Extract n most significant non-zero bits from int in C++ without loops

Question

I want to extract the n most significant bits from an integer in C++ and convert those n bits to an integer.

For example

int a=1200;
// its binary representation within 32 bit word-size is
// 00000000000000000000010010110000

Now I want to extract the 4 most significant digits from that representation, i.e. 1111

00000000000000000000010010110000
                     ^^^^

and convert them again to an integer (1001 in decimal = 9).
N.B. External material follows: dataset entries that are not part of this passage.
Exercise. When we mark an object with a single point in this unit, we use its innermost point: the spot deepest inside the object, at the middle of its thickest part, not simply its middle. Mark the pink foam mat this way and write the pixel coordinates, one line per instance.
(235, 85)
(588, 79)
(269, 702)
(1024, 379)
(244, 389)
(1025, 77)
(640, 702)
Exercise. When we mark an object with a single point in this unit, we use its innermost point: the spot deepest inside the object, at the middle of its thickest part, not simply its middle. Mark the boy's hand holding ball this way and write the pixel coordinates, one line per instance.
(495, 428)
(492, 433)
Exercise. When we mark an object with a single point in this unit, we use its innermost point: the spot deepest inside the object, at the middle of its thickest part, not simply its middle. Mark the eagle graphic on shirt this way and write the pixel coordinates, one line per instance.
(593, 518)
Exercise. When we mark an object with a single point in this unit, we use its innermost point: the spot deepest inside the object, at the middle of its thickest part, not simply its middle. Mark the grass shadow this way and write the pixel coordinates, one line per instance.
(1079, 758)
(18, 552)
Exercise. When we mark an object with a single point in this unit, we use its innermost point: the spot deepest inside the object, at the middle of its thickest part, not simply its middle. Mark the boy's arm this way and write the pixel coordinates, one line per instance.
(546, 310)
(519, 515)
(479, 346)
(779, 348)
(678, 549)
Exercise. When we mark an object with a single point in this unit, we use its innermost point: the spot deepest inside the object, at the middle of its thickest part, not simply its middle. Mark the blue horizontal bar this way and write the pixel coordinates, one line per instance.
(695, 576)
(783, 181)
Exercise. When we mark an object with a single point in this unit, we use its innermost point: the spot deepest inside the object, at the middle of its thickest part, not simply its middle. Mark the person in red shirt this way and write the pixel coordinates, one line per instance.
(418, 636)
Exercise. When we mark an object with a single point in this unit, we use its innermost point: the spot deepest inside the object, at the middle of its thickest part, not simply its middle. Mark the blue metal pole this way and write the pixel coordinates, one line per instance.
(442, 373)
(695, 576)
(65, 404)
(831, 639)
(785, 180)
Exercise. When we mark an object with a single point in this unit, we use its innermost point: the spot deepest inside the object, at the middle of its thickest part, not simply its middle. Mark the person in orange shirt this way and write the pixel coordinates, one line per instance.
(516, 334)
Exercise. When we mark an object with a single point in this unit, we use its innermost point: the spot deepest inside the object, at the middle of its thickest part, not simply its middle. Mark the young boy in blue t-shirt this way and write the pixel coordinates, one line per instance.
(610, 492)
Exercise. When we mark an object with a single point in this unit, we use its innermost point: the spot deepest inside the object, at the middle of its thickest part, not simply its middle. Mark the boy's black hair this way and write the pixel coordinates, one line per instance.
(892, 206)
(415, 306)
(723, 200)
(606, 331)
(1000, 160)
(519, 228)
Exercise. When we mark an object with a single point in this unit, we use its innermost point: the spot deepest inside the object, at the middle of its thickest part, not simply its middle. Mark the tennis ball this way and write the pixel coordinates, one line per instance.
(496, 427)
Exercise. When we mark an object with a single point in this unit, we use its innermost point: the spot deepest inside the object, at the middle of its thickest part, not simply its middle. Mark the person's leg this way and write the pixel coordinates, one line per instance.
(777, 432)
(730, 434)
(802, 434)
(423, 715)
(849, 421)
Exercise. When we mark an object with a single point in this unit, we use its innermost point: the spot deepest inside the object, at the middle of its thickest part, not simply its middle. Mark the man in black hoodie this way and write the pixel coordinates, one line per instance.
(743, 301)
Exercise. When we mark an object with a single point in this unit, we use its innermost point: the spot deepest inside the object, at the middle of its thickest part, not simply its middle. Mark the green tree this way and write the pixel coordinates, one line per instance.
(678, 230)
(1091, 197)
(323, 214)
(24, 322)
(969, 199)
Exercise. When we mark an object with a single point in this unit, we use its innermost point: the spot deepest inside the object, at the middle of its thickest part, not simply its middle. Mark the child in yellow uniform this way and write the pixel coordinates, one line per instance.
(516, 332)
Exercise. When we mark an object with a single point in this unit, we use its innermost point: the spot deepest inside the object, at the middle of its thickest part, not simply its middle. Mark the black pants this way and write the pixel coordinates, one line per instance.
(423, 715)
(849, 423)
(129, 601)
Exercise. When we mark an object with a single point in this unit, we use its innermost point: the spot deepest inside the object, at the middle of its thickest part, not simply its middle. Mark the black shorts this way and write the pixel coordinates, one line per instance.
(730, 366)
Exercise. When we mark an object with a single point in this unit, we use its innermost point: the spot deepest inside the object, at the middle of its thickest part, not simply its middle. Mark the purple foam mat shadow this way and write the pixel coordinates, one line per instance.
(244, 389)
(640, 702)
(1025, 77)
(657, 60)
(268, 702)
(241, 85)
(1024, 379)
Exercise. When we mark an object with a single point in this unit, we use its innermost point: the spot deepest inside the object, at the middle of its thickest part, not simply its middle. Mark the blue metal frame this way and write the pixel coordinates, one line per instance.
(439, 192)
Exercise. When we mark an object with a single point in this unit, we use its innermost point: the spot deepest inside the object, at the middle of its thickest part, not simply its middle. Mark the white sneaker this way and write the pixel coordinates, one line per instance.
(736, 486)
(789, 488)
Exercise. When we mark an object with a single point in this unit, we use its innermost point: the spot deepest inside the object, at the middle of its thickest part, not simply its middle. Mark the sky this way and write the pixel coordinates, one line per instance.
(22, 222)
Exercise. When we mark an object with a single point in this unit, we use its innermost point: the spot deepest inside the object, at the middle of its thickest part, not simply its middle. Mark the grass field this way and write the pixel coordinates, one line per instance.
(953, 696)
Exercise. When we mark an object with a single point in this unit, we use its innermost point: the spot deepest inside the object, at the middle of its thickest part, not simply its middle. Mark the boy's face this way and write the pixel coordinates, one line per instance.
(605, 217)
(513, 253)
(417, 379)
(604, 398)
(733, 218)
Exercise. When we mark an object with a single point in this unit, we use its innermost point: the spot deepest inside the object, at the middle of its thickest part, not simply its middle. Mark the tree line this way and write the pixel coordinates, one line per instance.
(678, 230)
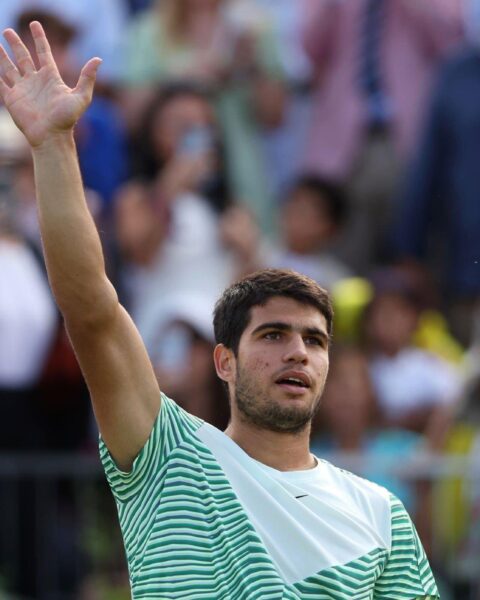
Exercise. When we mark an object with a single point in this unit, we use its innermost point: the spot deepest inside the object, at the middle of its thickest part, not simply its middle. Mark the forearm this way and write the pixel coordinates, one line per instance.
(72, 247)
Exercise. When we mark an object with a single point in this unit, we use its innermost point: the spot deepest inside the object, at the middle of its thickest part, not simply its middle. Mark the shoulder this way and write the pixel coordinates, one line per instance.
(361, 492)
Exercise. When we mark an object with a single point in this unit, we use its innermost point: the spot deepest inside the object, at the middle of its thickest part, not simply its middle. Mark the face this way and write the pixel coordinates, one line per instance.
(281, 366)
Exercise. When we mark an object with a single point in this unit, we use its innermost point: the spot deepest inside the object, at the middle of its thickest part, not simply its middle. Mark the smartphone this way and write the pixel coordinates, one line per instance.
(196, 140)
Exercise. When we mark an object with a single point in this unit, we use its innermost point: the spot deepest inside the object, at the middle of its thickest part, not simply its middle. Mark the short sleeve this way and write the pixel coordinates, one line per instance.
(407, 574)
(172, 426)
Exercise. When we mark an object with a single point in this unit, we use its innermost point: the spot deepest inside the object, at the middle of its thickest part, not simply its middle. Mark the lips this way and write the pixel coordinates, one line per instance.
(294, 379)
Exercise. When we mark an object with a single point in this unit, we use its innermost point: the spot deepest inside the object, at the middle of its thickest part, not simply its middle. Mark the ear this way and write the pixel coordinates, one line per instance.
(224, 360)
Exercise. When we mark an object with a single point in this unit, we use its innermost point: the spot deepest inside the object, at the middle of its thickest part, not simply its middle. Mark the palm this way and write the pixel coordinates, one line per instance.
(41, 104)
(38, 100)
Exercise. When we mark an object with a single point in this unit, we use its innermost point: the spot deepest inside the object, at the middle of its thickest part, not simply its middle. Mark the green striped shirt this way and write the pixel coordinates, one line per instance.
(201, 519)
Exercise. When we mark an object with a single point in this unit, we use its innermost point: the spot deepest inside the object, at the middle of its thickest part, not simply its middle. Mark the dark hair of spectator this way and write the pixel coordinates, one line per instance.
(232, 311)
(146, 162)
(330, 195)
(58, 31)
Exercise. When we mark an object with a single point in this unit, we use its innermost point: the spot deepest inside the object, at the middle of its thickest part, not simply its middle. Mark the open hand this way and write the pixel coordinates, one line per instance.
(40, 103)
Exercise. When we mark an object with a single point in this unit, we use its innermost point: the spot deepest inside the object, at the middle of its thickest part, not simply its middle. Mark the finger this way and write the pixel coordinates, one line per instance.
(8, 69)
(22, 55)
(87, 78)
(42, 47)
(4, 89)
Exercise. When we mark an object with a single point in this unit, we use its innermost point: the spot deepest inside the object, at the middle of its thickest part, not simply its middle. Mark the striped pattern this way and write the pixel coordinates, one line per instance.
(187, 536)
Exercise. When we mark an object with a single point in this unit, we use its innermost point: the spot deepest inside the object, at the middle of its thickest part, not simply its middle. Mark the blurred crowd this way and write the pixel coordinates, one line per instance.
(339, 138)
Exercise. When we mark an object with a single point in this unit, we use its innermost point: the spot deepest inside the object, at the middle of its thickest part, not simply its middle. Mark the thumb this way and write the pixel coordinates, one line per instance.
(87, 78)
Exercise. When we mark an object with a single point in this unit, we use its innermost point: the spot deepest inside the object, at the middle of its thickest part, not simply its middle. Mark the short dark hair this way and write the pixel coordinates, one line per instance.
(329, 194)
(232, 311)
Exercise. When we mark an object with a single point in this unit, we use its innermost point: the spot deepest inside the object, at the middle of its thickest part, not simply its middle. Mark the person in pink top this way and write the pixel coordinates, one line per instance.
(374, 61)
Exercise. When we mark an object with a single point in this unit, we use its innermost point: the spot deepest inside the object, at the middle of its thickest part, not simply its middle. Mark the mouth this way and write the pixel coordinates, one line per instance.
(294, 383)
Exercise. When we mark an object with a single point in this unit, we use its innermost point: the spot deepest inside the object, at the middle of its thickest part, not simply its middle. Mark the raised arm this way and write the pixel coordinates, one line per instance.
(113, 359)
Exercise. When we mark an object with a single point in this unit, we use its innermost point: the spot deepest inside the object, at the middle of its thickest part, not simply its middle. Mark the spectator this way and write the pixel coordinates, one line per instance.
(365, 115)
(438, 217)
(284, 144)
(310, 218)
(412, 385)
(216, 44)
(182, 358)
(167, 218)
How is possible with a simple c++ function without loops?

Answer 1

Some processors have an instruction to count the leading binary zeros of an integer, and some compilers have instrinsics to allow you to use that instruction. For example, using GCC:

uint32_t significant_bits(uint32_t value, unsigned bits) {
    unsigned leading_zeros = __builtin_clz(value);
    unsigned highest_bit = 32 - leading_zeros;
    unsigned lowest_bit = highest_bit - bits;

    return value >> lowest_bit;
}

For simplicity, I left out checks that the requested number of bits are available. For Microsoft's compiler, the intrinsic is called __lzcnt.
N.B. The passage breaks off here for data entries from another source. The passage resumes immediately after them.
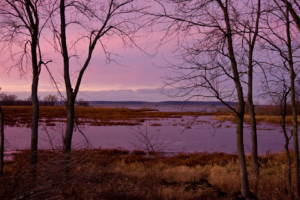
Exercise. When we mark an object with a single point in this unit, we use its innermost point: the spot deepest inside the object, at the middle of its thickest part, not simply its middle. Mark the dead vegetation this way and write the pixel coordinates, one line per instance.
(119, 174)
(94, 116)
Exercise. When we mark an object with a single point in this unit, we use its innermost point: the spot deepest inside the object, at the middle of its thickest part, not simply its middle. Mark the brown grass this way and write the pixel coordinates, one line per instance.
(117, 174)
(95, 116)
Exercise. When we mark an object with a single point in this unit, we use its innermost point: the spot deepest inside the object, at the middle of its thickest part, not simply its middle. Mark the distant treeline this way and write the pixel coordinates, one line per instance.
(182, 103)
(49, 100)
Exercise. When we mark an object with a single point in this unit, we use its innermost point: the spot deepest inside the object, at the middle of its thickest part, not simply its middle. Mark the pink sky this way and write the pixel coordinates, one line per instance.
(110, 82)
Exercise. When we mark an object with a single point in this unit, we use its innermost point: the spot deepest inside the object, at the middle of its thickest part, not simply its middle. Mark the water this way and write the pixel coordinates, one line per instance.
(173, 136)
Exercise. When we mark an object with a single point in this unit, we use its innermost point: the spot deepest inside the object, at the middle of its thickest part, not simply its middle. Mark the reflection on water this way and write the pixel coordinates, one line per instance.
(169, 135)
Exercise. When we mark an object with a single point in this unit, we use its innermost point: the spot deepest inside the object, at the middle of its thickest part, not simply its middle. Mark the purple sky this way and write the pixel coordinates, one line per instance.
(140, 78)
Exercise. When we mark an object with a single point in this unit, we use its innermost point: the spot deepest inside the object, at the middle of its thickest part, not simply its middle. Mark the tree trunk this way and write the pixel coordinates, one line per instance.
(293, 101)
(241, 155)
(241, 110)
(254, 142)
(35, 120)
(69, 128)
(2, 141)
(35, 104)
(295, 135)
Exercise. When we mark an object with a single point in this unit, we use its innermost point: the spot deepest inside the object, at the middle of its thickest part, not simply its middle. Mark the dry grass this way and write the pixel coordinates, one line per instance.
(117, 174)
(95, 116)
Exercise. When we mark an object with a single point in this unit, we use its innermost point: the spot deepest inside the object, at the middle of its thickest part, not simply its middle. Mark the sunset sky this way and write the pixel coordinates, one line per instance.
(137, 75)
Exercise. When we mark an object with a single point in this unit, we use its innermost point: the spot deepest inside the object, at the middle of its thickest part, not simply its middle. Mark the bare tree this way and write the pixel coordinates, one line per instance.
(113, 18)
(210, 45)
(21, 24)
(280, 36)
(1, 140)
(50, 99)
(250, 29)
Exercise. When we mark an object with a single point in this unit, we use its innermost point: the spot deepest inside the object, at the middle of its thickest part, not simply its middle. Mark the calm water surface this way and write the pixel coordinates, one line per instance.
(173, 136)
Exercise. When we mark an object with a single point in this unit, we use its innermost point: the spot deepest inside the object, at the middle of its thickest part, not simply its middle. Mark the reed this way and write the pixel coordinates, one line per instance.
(119, 174)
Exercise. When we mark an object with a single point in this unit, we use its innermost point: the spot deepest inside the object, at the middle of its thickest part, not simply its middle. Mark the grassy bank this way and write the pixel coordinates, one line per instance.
(117, 174)
(94, 116)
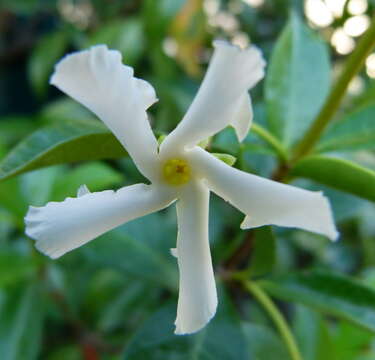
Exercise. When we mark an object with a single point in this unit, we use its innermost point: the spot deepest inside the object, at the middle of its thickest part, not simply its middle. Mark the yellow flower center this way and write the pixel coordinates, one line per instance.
(176, 171)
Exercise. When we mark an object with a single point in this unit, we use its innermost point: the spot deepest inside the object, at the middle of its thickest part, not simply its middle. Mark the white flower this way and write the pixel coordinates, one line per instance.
(178, 170)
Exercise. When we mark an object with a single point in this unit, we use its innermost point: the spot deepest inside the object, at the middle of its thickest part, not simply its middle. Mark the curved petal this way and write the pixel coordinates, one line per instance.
(98, 79)
(244, 117)
(197, 299)
(60, 227)
(265, 201)
(231, 73)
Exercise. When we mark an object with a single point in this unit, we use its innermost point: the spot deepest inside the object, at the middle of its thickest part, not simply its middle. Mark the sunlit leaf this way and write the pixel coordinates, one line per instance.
(61, 143)
(47, 52)
(297, 81)
(127, 36)
(354, 132)
(21, 324)
(263, 256)
(339, 174)
(222, 339)
(312, 333)
(330, 293)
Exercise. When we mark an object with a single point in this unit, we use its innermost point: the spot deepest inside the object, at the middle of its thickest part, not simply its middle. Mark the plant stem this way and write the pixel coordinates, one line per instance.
(276, 316)
(352, 67)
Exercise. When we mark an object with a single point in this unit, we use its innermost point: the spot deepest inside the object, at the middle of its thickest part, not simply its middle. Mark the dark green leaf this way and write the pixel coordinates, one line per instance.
(21, 324)
(354, 132)
(11, 198)
(222, 339)
(339, 174)
(264, 254)
(331, 293)
(312, 333)
(264, 344)
(352, 341)
(126, 36)
(140, 249)
(62, 143)
(49, 49)
(297, 81)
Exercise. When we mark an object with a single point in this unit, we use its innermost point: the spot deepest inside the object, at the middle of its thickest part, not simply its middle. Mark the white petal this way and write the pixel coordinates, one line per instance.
(60, 227)
(265, 201)
(98, 79)
(197, 300)
(244, 117)
(231, 73)
(83, 190)
(174, 252)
If your compiler doesn't provide that intrinsic, and you processor doesn't have a suitable instruction, then one way to count the zeros quickly is with a binary search:

unsigned leading_zeros(int32_t value) {
    unsigned count = 0;
    if ((value & 0xffff0000u) == 0) {
        count += 16;
        value <<= 16;
    }
    if ((value & 0xff000000u) == 0) {
        count += 8;
        value <<= 8;
    }
    if ((value & 0xf0000000u) == 0) {
        count += 4;
        value <<= 4;
    }
    if ((value & 0xc0000000u) == 0) {
        count += 2;
        value <<= 2;
    }
    if ((value & 0x80000000u) == 0) {
        count += 1;
    }
    return count;
}